Of the specimens that included sufficient perirenal fat, those of patients without PRFS and those of patients with PRFS all around the kidney were pathologically analyzed. Formalin-fixed paraffin-embedded tissue sections were cut into 4-μm-thick slices and stained with hematoxylin and eosin (H&E), Elastica Masson-Goldner (EMG) staining. Immunohistochemical analysis of CD68, CD163, CD3, and CD20 was also performed. The antibodies and staining conditions used in the present study are summarized in Supplementary Table1. The polymer immunocomplex system consisting of peroxidase/3,3ʹ-diaminobe (DAB) + (N-Histofine Simple Stain MAX PO (ready-to-use), Nichirei Biosciences Inc., Tokyo, Japan) for rabbit/mouse primary antibodies, was used for secondary antibody treatment and protein visualization. Two staff pathologists with more than 20 years of experience (MT and AS) who were blinded to the patients’ radiological findings and clinical outcomes analyzed the pathological findings.

Statistical analysis

Categorical variables were compared using Fisher’s exact test and continuous variables using the t-test or Mann–Whitney U test, depending on the results of the one-sample Kolmogorov–Smirnov test. Survival curves were generated using the Kaplan–Meier method, and survival differences between the low PRFS group and the high PRFS group were evaluated using the log-rank test.
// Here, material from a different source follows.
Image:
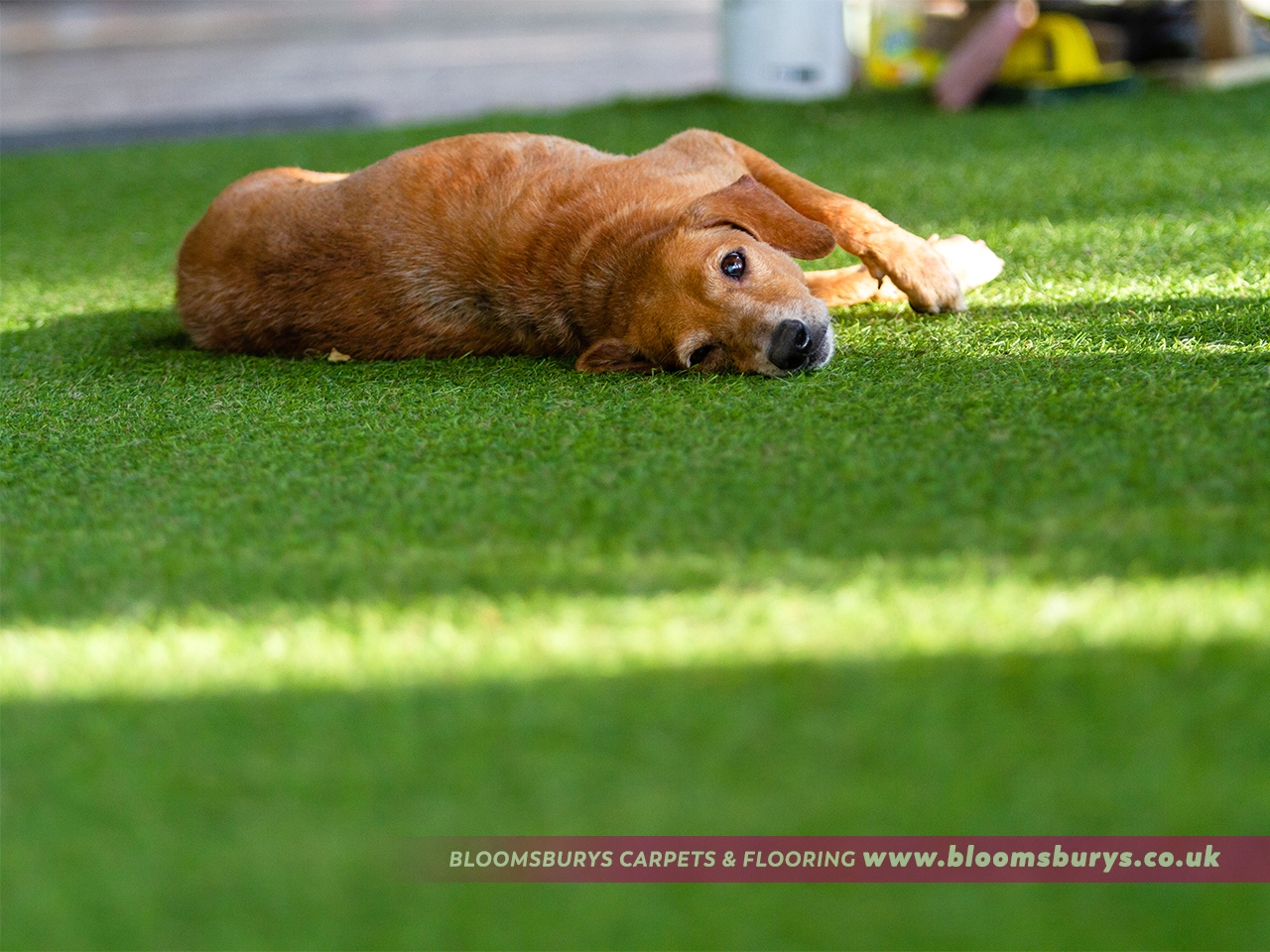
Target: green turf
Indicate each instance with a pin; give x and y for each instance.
(1000, 572)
In addition, the associations between high PRFS and progression after RNU and progression within 2 years after RNU were analyzed using inverse propensity-weighted (IPW) adjusted logistic regression analysis. Variables adjusted for PRFS included multiple tumors, tumor size ≥ 3 cm, pT ≥ 3, cancer grade 3, positive LVI, INF b, c, positive surgical margin, and ASC. All statistical analyses were performed using IBM SPSS Statistics version 27 (IBM, Armonk, NY, USA). A p-value of < 0.05 was considered statistically significant.

Results

Based on preoperative CT analysis of ipsilateral PRFS of the 56 patients, 31 (55.4%) and 25 (44.6%) patients were categorized as having low and high PRFS, respectively. Open RNU with lymphonodectomy was performed in 5 (8.9%) patients (Table 1). All five patients who underwent lymphonodectomy were diagnosed with N0. Overall, 40 (71.4%), 12 (21.4%), 40 (71.4%), and 2 (3.6%) patients were diagnosed with grade 3, LVI positive, INF ≥ b, and surgical margin positive disease, respectively. In addition, the surgical margins of the bladder were negative in all the patients.

Table 1.

Patient characteristics

Variables		n = 56 (%)
Age (years)	Median (IQR 25–75)	77 (70–82)
Sex	Male/female	38 (67.9)/18 (32.1)
BMI (kg/m²)	Median (IQR 25–75)	22.4 (20.9–24.4)
History of pT < 2 bladder cancer	Yes/no	9 (16.1)/47 (83.9)
Laterality	Left /right	28 (50.0) /28 (50.0)
cT	≤ 1/2/ ≥ 3	28 (50.0)/15 (26.8)/13 (23.2)
PRFS	Low/high	31 (55.4)/25 (44.6)
Urine cytology	Positive/negative	21 (37.5)/35 (62.5)
Diagnostic ureteroscopic biopsy	Yes/no	15 (26.8)/41 (73.2)
Surgical method	Laparoscopic/ open	51(91.1)/ 5 (8.9)
ASC	Yes/no	8 (14.3)/48 (86.7)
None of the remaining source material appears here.